Yes, definitely. One way to develop audition that has worked for me is to build a mental list of associations between musical elements (e.g., melodic intervals, harmonic intervals, and chords) and bits of music that you can already audiate.

For example, if you know the Star Wars Main Theme very well, after the three bar introduction, the main theme of The Main Theme begins (someone might use the syllables "bum... bum... ba-da-da BAH bum" for the first notes). The first two notes of that main theme are an ascending melodic perfect 5th. So, if someone says "perfect 5th" or you read an ascending perfect 5th, you can imagine those notes of the Star Wars theme in your head and now you've audiated that without reference to singing.

One more example: The first chord sung in the intro to Queen's song "Bohemian Rhapsody" is a minor seventh chord. If you know how that sounds, when you read a minor seventh chord, you can audiate the first chord of "Bohemian Rhapsody" and just remove the lyrics in your mind and now you've audiated something that you couldn't sing on your own anyway.

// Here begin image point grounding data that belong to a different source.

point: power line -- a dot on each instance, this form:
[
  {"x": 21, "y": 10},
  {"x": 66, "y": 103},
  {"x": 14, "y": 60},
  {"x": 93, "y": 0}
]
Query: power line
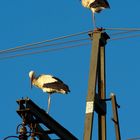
[
  {"x": 43, "y": 45},
  {"x": 45, "y": 41},
  {"x": 43, "y": 51},
  {"x": 138, "y": 138},
  {"x": 122, "y": 32},
  {"x": 123, "y": 29},
  {"x": 125, "y": 37}
]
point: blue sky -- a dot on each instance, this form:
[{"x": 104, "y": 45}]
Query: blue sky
[{"x": 29, "y": 21}]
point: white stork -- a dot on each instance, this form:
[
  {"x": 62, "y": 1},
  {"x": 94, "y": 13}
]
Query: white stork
[
  {"x": 49, "y": 84},
  {"x": 96, "y": 6}
]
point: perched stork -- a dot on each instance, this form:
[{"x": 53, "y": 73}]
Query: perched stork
[
  {"x": 49, "y": 84},
  {"x": 96, "y": 6}
]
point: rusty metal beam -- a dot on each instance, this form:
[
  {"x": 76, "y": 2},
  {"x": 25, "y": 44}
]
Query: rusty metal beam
[
  {"x": 42, "y": 117},
  {"x": 92, "y": 86},
  {"x": 97, "y": 62},
  {"x": 102, "y": 87},
  {"x": 115, "y": 116}
]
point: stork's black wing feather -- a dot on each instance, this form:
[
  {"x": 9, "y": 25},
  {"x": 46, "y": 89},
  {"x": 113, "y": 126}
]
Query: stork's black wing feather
[
  {"x": 100, "y": 3},
  {"x": 58, "y": 79},
  {"x": 57, "y": 86}
]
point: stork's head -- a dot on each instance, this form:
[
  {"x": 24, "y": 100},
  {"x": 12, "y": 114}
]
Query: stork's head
[{"x": 32, "y": 76}]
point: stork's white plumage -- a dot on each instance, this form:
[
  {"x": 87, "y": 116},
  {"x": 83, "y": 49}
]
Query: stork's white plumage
[
  {"x": 49, "y": 84},
  {"x": 96, "y": 6}
]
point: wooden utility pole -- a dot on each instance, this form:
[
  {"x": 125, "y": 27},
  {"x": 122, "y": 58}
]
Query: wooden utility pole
[{"x": 95, "y": 101}]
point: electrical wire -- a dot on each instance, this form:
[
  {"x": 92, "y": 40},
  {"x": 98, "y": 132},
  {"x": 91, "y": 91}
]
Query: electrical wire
[
  {"x": 43, "y": 51},
  {"x": 45, "y": 41},
  {"x": 138, "y": 138},
  {"x": 125, "y": 37},
  {"x": 39, "y": 45},
  {"x": 10, "y": 137},
  {"x": 44, "y": 45},
  {"x": 123, "y": 29},
  {"x": 121, "y": 33}
]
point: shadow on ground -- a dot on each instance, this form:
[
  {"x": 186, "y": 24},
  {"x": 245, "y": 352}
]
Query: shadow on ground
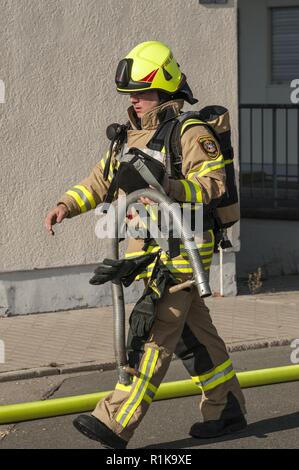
[{"x": 259, "y": 429}]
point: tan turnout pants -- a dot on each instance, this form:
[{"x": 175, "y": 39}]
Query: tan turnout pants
[{"x": 183, "y": 326}]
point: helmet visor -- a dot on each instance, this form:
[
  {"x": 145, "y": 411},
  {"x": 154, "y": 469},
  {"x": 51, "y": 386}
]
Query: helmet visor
[{"x": 123, "y": 78}]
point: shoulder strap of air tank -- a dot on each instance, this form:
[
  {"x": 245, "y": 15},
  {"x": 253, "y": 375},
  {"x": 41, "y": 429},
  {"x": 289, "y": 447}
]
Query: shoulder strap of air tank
[{"x": 175, "y": 131}]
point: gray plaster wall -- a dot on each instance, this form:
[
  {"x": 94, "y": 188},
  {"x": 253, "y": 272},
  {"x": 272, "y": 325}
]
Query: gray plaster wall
[{"x": 58, "y": 61}]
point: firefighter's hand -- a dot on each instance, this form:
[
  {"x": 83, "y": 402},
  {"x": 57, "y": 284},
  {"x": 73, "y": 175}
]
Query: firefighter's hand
[{"x": 55, "y": 216}]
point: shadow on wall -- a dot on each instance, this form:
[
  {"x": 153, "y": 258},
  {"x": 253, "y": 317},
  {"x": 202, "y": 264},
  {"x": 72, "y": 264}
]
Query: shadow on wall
[{"x": 269, "y": 257}]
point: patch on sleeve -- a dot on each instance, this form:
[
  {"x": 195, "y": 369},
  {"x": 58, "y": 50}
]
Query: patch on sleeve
[{"x": 209, "y": 146}]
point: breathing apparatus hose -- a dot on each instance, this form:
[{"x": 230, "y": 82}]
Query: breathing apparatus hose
[{"x": 200, "y": 279}]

If you're thinking that building a complete library in your mind of sounds you can audiate and their corresponding musical notation/theory would/will take a lot of time and effort, then I totally agree. Is it worth the effort? Depending on what you want to do in music, it may very well be. Conductors will be hard pressed to do an acceptable job if they can't read how the music they are conducting is supposed to sound. They have to correct the musicians, not the other way around. Other careers and endeavors are well served by excellent audiation off the page.